En l’espèce, Madame [B] [D] et Monsieur [C] [P] seront condamnés, in solidum, à payer au syndicat des copropriétaires de l’immeuble dénommé [Adresse 7], sis [Adresse 3], représenté par son syndic en exercice la SARL TESSERIM, au titre des frais irrépétibles de la procédure, la somme qu’il est équitable de fixer à 1.500 € en l’absence de pièces justificatives des sommes effectivement engagées pour sa défense.

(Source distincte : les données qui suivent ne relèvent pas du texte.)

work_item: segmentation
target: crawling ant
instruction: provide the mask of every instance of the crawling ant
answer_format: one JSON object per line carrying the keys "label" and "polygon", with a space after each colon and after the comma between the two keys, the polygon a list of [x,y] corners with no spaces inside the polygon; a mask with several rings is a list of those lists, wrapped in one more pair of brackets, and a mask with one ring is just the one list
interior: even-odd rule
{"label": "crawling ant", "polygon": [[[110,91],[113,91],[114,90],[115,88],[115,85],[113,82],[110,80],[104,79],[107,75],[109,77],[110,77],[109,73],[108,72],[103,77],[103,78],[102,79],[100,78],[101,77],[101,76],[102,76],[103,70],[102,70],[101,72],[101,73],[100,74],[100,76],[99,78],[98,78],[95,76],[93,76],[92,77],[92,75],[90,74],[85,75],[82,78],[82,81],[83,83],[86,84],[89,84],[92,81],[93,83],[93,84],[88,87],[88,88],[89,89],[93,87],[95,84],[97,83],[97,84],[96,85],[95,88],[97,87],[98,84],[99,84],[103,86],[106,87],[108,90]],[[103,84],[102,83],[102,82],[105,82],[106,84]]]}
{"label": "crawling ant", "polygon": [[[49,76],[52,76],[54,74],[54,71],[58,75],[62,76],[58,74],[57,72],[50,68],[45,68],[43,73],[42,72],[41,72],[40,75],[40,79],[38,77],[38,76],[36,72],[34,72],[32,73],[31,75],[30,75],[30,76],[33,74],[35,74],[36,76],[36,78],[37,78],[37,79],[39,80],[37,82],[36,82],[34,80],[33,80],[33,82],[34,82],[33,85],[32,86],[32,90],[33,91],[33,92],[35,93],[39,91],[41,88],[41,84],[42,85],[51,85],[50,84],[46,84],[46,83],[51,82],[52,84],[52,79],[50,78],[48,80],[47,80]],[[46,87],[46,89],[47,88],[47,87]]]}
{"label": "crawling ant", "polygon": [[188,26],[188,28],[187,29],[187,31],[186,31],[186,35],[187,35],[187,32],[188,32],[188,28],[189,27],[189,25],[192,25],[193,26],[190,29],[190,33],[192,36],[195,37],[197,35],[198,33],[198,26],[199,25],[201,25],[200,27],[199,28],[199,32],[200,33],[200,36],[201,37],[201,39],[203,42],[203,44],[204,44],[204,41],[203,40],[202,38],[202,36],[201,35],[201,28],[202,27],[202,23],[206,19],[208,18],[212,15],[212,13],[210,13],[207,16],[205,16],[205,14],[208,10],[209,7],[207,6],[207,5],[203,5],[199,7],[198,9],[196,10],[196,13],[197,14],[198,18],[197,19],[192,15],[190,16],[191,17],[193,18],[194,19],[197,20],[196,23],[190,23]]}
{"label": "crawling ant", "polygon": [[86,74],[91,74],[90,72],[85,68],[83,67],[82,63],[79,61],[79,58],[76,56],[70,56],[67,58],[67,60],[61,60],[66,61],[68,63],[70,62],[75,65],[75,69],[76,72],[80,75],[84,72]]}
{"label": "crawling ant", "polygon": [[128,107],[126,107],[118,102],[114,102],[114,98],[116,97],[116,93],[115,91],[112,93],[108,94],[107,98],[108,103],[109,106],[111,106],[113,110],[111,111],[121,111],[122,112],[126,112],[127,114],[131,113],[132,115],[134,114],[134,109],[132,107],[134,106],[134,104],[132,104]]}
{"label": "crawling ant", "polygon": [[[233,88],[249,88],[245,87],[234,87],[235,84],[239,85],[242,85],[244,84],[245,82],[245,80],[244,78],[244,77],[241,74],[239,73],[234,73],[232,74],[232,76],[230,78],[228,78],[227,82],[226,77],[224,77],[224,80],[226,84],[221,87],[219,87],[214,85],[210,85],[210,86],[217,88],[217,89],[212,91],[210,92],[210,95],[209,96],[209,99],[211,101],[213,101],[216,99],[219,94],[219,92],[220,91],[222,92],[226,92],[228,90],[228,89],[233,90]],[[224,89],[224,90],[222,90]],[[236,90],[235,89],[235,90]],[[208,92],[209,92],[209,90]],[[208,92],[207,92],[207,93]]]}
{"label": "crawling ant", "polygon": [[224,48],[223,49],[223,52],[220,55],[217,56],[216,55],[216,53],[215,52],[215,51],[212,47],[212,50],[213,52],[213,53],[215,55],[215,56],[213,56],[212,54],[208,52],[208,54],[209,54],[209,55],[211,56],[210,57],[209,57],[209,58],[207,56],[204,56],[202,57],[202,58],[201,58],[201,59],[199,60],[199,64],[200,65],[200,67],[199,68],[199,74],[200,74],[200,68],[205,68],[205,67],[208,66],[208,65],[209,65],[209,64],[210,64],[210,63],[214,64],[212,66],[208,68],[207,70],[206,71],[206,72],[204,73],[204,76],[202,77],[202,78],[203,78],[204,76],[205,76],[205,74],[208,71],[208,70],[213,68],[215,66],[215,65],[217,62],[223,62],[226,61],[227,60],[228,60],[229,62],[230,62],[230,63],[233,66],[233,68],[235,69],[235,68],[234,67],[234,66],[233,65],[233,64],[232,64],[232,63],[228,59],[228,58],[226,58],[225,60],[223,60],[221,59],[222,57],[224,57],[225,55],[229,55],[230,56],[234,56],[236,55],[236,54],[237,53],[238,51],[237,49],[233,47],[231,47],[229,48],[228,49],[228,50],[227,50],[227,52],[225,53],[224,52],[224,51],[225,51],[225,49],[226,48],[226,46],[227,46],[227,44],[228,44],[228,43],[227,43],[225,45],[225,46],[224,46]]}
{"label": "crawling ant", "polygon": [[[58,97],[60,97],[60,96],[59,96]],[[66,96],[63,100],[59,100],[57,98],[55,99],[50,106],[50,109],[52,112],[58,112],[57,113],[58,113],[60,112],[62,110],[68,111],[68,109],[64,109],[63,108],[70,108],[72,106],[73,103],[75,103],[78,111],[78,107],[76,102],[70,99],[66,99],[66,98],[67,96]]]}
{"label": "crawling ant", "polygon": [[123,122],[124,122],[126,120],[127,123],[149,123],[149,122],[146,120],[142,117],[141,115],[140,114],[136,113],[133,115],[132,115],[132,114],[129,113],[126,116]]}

En l’espèce, il n’y a lieu d’écarter l’exécution provisoire de droit de la présente décision.
PAR CES MOTIFS
Le Tribunal, statuant publiquement, par jugement contradictoire et en premier ressort ;
CONDAMNE Madame [B] [D] et Monsieur [C] [P] à procéder à la reconstruction, à l’identique de son état initial, du mur porteur, partie commune, séparant la salle de bains et la chambre de leur appartement, sous astreinte provisoire de 50 € par jour de retard pendant 6 mois à compter du 4ème mois plein suivant la signification de la présente décision ;
DIT n’y avoir lieu de se réserver la liquidation de l’astreinte provisoire ;
DIT que la bonne exécution conforme des travaux devra être constatée par commissaire de Justice aux frais de Madame [B] [D] et Monsieur [C] [P] ;
CONDAMNE Madame [B] [D] et Monsieur [C] [P] à communiquer au syndicat des copropriétaires la copie de la facture de l’entreprise intervenue pour la réalisation des travaux de reconstruction du mur, sur simple demande ;
DEBOUTE le syndicat des copropriétaires de l’immeuble dénommé [Adresse 7], sis [Adresse 3], représenté par son syndic en exercice la SARL TESSERIM, de sa demande d’indemnisation de son préjudice financier, celui-ci relevant des dépens ;
CONDAMNE in solidum Madame [B] [D] et Monsieur [C] [P] à payer au syndicat des copropriétaires de l’immeuble dénommé [Adresse 7], sis [Adresse 3], représenté par son syndic en exercice la SARL TESSERIM, la somme de 1.500 euros en application des dispositions de l’article 700 du Code de procédure civile ;
CONDAMNE in solidum Madame [B] [D] et Monsieur [C] [P] aux entiers dépens de l’instance, en ce compris les frais d’expertise judiciaire ;
RAPPELLE que l’exécution provisoire de la présente décision est de droit ;
DEBOUTE les parties de leurs demandes plus amples ou contraires.
Remis au greffe en vue de sa mise à la disposition des parties, le présent jugement a été signé par le Président, M. CASTELBOU, et le Greffier, Mme BIZOT.